Hello,
I am trying to understand how the frame pointer works because I want to unwind the stack in a HardFault handler..
I am looking at a dissassembly that runs perfectly for an Atmel ATSAMV71Q21 Cortex M7. It was compiled with GCC in the AtmelStudio 7 IDE. To get the frame pointer, I compiled with -fno-omit-frame-pointer -mtpcs-frame -mtpcs-leaf-frame. It looks like that GCC used register r7 for the frame poitner thumb2 mode.
The function prologue has a push, a sub and an add.
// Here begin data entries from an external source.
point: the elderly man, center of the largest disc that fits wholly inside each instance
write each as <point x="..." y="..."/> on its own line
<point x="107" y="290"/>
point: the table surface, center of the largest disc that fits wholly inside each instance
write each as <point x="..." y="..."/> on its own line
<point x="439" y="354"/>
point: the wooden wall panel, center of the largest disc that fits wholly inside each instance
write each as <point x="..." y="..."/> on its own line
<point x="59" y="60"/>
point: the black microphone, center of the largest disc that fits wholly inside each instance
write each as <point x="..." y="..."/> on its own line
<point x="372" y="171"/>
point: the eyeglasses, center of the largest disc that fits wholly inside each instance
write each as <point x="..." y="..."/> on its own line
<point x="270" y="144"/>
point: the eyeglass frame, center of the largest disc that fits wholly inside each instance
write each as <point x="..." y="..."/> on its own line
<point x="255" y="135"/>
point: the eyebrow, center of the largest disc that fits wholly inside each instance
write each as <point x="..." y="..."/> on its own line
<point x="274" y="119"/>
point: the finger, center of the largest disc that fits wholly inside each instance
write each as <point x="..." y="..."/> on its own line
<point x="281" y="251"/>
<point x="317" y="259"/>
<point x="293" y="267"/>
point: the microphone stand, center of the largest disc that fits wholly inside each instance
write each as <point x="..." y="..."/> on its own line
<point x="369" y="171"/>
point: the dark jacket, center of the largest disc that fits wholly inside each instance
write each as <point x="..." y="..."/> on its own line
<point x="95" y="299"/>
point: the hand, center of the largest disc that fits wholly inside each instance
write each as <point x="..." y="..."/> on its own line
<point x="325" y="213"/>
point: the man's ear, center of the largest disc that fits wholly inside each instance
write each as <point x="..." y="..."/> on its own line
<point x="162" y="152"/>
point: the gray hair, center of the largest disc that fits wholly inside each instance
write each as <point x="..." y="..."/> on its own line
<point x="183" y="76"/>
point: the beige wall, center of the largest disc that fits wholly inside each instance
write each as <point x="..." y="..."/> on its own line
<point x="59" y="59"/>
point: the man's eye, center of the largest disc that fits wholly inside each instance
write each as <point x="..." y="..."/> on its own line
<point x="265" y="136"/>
I like to confirm if the Cortex M7 superscalar 6 stage pipeline waits because of the dependency on SP at instruction at code address 0x00401dce from the push at 0x00401dcc?
Why doesn't the frame pointer point to something more predictable like the previously pushed r7 frame pointer or the previous SP value before entering the function?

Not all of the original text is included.